Secrecy and democracy are like oil and water. Trusting voters with the right to pass laws and the responsibility to elect lawmakers, requires trusting the public with information about the laws and candidates we vote on. After all, do we really want to live in a society where voters are kept in the dark about the issues printed on our ballots?
That is the question that Washington voters answered with a resounding "no," when they passed the Public Records Act by initiative. The Act is a common-sense law allowing the public to see the petitions circulated by activists that place initiatives on the state's ballot. Among the information disclosed on such petitions are the names of those who sign them, effectively placing before voters the issue of passing or reversing a given state law.
Though it may seem obvious that voters should know who is behind an issue on their ballot, not everyone sees this issue the same way. Protect Marriage Washington -- the anti-equality organization that launched a failed assault on the state's domestic partnership laws last fall -- disagrees. The organization apparently believes that voters are responsible enough to vote on Washington's domestic partnership law, but cannot be trusted to know who is behind the opposition to the law. Despite the hypocrisy of this argument, Protect Marriage Washington took its claim all the way to the U.S. Supreme Court.
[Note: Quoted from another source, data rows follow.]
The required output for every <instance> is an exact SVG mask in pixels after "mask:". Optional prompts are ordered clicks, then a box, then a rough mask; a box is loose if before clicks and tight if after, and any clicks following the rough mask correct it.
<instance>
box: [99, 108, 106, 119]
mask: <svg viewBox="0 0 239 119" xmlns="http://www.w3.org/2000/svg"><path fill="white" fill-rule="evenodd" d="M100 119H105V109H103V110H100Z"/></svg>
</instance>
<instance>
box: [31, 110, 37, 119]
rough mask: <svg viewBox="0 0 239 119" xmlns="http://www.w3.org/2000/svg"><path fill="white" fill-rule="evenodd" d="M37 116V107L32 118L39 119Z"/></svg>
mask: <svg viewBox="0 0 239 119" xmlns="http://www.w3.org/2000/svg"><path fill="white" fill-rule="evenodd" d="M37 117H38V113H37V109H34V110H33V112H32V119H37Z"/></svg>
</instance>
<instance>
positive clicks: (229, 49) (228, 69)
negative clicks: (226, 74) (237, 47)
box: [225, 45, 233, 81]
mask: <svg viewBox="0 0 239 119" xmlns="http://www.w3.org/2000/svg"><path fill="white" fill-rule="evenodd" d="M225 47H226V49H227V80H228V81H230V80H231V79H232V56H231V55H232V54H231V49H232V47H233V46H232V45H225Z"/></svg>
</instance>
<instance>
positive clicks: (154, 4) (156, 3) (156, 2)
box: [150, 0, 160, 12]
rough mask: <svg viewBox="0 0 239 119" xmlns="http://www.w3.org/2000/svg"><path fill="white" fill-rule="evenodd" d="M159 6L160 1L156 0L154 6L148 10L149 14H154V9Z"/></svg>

After its failed assault on Washington's domestic partnership law, the Public Records Act became the second state law to be targeted by Protect Marriage. Lawyers for the group expressed their client's purported fear of retaliation for referring domestic partnerships to the state's voters. The group argued that the Public Records Act violated the First Amendment, which, they claimed, protects the people who sign petitions putting laws in front of voters from being publicly named.
You read that right: Protect Marriage Washington tried to use the First Amendment not to protect the competition of information and ideas that drives our democracy, but to keep voters from knowing who is behind the issues they vote on.
The Ninth Circuit Court of Appeals did not buy the organization's claims last year, and the U.S. Supreme Court reached the same result in an opinion announced yesterday.
Protect Marriage Washington's fear of public scrutiny was soundly rejected by the Supreme Court in Doe v. Reed. By a vote of 8-1, the justices ended the anti-equality organization's fight to overturn the Public Records Act, validating voters' right to know who is behind the laws that turn up on the state's ballot.
"Public disclosure ... promotes transparency and accountability in the electoral process to an extent other measures cannot," Chief Justice John Roberts wrote for the Court. The justices dismissed the organization's fear of harassment and intimidation, noting that they were supported only by "scant evidence."
During oral argument, attorney James Bopp claimed on behalf of Protect Marriage that those who signed the petition to overturn the state's domestic partnership law would face indignities such as harassment and intimidation, were their names were released. Conservative Justice Antonin Scalia could not swallow the organization's claims. Scalia abruptly interrupted Bopp, telling the lawyer that his arguments were too "touchy, feely."
"The fact is that running a democracy takes a certain amount of civic courage," Scalia informed Bopp. "And the First Amendment does not protect you from criticism or even nasty phone calls when you exercise your political rights to legislate, or to take part in the legislative process."
Scalia, Roberts and all other justices save one made the right decision. Putting forth bald claims of potential harassment is no reason to hide information about a referendum from public scrutiny.
Perhaps most importantly, the First Amendment is intended to strengthen our democracy by encouraging the dissemination of information and an open discussion about how to interpret that information. Governance is a contact sport that should not allow for having your ideas voted on while you cower from public scrutiny. Washington's voters who passed the Public Records Act understood that, and the Supreme Court's respect for that judgment should be applauded.